Invictus Energy’s independent analysis reveals an enormous possibility in terms of recoverable commodity of up-to 2.2MM boe gross “and confirms Mzarabani as potentially the largest undrilled seismically defined structure [in] onshore Africa.”
The company expects a final independent prospective resource report, which will include the entire SG 4571 permit area, to be ready early next year.
Esports Mogul (ASX: ESH)
Esports Mogul announced it will organise and stage online esports tournaments for ONE eSports, which Esports Mogul calls Asia’s largest esports champion series.
ONE Championship, one of Asia’s top sports media companies, has committed to an investment of up-to US$50 million in creating ONE eSports.
Esports Mogul and its partner Razer Inc will assist ONE eSports together with Singtel and other industry players, with Esports Mogul to be responsible for organising and staging the online tournaments.
ONE eSports named former UFC flyweight champion and one of the best pound-for-pound mixed martial artists Demetrious “Mighty Mouse” Johnson as its chief brand ambassador.
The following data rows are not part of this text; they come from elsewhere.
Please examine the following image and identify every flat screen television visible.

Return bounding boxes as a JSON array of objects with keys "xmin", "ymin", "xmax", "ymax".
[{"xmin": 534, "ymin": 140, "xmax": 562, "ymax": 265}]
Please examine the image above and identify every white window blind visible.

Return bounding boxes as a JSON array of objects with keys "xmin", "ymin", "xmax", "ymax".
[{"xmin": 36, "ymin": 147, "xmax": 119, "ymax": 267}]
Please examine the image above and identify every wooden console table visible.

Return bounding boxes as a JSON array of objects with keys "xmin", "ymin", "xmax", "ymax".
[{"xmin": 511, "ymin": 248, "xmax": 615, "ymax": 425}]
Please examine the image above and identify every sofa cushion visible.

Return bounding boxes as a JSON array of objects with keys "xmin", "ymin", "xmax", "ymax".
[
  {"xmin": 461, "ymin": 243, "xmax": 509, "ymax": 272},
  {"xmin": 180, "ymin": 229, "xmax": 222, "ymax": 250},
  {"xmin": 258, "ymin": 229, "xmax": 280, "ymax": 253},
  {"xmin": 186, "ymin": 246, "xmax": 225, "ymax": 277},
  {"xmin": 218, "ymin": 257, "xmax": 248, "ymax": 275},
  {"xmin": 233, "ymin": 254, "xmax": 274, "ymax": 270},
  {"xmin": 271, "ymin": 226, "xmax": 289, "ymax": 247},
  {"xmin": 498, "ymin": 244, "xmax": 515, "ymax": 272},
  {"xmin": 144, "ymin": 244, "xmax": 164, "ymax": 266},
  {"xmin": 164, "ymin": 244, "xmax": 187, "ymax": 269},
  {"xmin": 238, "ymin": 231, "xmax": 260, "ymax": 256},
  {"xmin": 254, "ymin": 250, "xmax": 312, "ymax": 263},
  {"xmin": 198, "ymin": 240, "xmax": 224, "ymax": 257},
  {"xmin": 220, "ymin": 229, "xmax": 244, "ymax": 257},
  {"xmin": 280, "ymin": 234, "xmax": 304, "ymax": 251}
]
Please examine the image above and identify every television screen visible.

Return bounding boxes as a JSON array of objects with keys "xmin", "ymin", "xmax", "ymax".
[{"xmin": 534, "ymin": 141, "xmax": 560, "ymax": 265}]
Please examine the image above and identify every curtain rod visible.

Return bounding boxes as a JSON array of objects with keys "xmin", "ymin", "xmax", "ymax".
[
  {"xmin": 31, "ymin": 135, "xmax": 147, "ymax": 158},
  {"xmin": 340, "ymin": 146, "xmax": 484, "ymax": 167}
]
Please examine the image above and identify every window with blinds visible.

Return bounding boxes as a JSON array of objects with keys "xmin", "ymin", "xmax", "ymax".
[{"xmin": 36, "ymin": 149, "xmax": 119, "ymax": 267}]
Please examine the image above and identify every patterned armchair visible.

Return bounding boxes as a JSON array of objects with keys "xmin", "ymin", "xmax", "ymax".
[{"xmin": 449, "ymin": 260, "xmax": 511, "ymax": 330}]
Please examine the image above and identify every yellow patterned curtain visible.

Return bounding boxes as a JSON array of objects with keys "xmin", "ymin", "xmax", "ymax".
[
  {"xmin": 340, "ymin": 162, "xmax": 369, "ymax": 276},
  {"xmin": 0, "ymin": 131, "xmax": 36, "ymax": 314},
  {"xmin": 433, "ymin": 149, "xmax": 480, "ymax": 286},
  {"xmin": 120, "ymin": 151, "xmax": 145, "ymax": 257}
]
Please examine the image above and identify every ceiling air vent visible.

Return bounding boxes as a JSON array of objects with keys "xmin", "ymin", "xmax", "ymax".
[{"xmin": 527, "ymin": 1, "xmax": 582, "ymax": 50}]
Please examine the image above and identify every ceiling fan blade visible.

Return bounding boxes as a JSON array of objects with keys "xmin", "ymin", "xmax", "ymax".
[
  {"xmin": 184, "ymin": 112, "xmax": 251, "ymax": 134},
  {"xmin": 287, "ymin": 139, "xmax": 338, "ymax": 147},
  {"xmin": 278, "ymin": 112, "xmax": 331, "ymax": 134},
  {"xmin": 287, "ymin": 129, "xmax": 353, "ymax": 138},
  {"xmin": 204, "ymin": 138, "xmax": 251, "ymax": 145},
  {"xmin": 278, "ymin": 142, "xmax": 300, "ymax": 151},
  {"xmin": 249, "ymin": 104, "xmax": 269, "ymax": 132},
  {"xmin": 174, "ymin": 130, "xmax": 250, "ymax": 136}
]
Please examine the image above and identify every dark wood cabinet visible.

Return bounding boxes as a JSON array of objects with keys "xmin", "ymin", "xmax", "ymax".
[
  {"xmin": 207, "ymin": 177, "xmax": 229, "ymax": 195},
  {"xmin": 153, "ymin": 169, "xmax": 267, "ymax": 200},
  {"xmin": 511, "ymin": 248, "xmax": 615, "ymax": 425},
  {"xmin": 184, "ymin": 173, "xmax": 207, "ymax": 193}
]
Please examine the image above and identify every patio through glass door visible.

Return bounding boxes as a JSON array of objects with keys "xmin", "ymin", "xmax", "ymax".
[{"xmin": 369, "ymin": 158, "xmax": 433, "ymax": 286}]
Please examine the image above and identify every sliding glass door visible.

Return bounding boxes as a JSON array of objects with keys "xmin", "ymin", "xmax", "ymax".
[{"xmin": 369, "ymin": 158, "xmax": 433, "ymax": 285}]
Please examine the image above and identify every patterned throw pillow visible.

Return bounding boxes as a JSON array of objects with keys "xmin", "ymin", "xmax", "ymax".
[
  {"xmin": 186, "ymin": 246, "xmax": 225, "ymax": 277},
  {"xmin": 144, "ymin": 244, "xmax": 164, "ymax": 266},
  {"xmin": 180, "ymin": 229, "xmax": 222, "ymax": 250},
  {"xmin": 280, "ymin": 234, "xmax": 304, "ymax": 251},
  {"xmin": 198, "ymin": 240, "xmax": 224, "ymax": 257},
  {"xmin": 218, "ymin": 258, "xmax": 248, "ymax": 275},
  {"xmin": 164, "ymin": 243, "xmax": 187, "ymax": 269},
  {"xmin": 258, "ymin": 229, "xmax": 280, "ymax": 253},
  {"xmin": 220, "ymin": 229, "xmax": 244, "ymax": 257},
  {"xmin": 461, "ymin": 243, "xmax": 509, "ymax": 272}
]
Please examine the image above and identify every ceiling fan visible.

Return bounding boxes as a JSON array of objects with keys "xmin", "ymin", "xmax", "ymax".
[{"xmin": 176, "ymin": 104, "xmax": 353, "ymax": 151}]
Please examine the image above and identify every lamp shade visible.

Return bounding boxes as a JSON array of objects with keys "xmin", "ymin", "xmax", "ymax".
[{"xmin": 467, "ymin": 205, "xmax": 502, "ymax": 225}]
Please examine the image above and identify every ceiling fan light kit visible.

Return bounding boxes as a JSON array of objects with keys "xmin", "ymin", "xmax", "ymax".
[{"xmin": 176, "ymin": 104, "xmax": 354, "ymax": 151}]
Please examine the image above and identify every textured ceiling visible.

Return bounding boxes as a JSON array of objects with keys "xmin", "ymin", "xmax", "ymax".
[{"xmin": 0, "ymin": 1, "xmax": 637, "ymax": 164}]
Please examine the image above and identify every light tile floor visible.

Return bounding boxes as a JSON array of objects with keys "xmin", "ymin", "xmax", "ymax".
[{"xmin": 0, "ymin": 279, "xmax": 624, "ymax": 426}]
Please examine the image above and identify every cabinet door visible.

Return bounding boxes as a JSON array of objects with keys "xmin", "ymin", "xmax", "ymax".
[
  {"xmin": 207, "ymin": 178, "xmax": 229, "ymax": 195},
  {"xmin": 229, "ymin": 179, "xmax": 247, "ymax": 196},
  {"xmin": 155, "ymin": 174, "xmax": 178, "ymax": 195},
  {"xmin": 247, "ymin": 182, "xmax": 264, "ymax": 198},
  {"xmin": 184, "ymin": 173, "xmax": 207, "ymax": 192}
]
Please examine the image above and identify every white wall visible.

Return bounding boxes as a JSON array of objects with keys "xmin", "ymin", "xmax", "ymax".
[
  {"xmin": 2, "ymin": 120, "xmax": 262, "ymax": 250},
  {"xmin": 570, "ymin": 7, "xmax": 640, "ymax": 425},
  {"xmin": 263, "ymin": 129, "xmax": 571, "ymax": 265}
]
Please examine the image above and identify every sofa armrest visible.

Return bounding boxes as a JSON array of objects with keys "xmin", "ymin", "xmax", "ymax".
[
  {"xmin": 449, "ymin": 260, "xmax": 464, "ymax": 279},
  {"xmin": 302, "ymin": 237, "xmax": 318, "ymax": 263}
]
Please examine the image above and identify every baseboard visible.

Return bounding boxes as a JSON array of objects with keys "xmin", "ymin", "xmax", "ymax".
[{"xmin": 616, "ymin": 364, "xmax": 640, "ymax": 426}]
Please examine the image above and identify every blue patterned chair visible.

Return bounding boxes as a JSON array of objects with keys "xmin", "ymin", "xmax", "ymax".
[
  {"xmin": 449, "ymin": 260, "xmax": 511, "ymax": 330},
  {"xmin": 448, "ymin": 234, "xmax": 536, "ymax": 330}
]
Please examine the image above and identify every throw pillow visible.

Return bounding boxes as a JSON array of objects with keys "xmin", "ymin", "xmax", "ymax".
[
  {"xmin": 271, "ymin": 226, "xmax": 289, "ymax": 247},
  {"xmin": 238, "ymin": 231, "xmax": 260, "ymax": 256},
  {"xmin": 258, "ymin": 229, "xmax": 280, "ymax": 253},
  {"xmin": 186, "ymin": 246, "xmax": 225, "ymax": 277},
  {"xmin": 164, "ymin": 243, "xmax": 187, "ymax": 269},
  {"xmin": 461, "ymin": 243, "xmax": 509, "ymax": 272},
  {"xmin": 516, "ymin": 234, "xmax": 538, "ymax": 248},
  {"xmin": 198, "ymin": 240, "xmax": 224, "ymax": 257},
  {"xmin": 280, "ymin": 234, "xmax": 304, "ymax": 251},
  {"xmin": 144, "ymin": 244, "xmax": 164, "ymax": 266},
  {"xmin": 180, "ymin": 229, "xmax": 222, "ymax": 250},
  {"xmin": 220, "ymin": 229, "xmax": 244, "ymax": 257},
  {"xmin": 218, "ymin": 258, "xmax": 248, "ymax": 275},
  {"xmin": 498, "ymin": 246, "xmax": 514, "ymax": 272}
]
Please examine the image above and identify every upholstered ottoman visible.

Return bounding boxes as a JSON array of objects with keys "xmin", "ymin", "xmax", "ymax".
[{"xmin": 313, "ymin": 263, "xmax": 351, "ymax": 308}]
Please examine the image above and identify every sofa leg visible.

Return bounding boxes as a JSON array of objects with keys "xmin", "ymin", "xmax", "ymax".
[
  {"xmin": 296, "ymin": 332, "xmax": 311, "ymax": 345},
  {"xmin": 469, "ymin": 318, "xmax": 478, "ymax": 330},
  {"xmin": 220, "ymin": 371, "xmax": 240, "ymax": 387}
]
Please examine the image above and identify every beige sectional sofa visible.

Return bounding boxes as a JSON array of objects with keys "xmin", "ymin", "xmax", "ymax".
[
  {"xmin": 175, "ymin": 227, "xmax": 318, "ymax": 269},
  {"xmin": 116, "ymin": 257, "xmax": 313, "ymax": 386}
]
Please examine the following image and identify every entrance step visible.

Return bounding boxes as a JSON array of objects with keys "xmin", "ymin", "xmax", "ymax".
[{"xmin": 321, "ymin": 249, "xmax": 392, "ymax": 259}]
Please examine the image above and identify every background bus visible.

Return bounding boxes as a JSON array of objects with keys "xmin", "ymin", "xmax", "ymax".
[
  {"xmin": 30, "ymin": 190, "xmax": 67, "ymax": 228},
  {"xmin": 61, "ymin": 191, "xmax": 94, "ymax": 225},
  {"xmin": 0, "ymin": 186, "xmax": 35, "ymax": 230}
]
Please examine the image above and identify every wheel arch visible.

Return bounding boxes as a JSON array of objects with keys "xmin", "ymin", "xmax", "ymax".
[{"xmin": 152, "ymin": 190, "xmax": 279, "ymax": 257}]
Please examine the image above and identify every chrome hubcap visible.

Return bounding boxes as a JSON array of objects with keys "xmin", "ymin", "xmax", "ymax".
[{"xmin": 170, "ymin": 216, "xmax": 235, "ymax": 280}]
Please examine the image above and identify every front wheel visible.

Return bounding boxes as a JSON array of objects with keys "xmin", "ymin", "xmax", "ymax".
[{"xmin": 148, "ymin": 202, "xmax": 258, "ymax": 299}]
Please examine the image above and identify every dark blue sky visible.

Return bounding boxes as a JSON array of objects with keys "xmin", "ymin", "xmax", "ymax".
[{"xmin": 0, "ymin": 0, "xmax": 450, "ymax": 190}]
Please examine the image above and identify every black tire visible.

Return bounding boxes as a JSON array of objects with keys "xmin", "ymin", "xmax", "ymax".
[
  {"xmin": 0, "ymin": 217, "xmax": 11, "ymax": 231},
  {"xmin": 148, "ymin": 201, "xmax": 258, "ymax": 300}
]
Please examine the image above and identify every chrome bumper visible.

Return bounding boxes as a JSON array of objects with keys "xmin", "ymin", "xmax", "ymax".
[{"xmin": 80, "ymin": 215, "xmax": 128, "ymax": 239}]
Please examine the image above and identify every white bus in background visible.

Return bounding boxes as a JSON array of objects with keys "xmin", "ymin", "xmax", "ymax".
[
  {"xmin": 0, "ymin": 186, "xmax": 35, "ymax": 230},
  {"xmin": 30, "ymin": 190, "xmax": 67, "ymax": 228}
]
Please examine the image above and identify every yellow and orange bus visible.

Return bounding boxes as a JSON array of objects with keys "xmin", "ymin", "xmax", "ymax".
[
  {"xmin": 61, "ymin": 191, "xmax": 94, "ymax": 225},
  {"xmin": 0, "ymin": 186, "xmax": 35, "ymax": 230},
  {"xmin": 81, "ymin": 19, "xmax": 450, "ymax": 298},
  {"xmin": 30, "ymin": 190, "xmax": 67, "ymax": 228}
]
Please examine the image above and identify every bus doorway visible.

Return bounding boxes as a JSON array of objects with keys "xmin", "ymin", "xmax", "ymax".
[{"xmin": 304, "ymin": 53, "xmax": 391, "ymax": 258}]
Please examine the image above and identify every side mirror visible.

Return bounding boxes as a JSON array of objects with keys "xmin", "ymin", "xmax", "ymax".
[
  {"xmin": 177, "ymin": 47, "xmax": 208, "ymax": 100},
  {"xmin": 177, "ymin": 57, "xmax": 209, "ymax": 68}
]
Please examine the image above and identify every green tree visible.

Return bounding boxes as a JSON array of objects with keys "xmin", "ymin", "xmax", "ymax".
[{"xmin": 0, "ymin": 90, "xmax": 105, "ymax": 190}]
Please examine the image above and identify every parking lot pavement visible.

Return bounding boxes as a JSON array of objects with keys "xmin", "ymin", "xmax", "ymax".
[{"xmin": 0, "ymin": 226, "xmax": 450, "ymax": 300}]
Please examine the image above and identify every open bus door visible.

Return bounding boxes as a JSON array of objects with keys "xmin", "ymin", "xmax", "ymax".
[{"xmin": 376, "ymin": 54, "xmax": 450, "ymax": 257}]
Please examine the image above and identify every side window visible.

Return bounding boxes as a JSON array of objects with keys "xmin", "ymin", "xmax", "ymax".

With the MMA star recently having left the UFC to join ONE Championship over in Singapore.
Additionally, this week, Esports Mogul its online platforms has rebranded to ‘Mogul’ in a move to create a recognisable and durable “umbrella term” synonymous with the gaming world.
IPOs this week
The latest companies to make their way onto the ASX this week are:
Moho Resources (ASX: MOH)
Moho Resources is the latest mineral explorer to debut on the ASX this year, with the company raising $4.5 million to fund nickel, copper and gold exploration.
The company issued 22.5 million shares at $0.20 each to give investors a chance to be exposed to its three projects in Queensland and WA.
Moho is looking for gold in Queensland, while in WA it is pursing nickel and gold mineralisation close to Poseidon Nickel’s (ASX: POS) Silver Swan high-grade nickel deposit.
The company opened its first day on the ASX at $0.16 before entering a trading halt on Thursday, leaving it to close the week at $0.17.
Golden State Mining (ASX: GSM)
Similar to Moho, Golden State Mining joined the ASX after raising $4.5 million by issuing 22.5 million shares at $0.20 each.
Golden State has three projects in WA and will use the IPO funds to advance its Cue, Yule and Four Mile Well gold projects.
Cue encompasses 46sq km and will be Golden State’s first exploration focus.
After opening its first day of trade at $0.17, the company’s share price lifted slightly to close Friday at $0.175.
The week ahead
In Australia next week we should some clues about whether our job market is following the US into overdrive.
The wage price index is released on Wednesday while the October monthly data on the labour force – employment and unemployment – is issued on Thursday.
Other events to watch out for include the release of credit & debit card lending and lending finance numbers, the NAB Business survey and Westpac’s consumer confidence index.
Internationally, both the US and China will release indicators of retail sales and industrial production which may give an inkling to the damage caused by the continuing trade war between the two countries.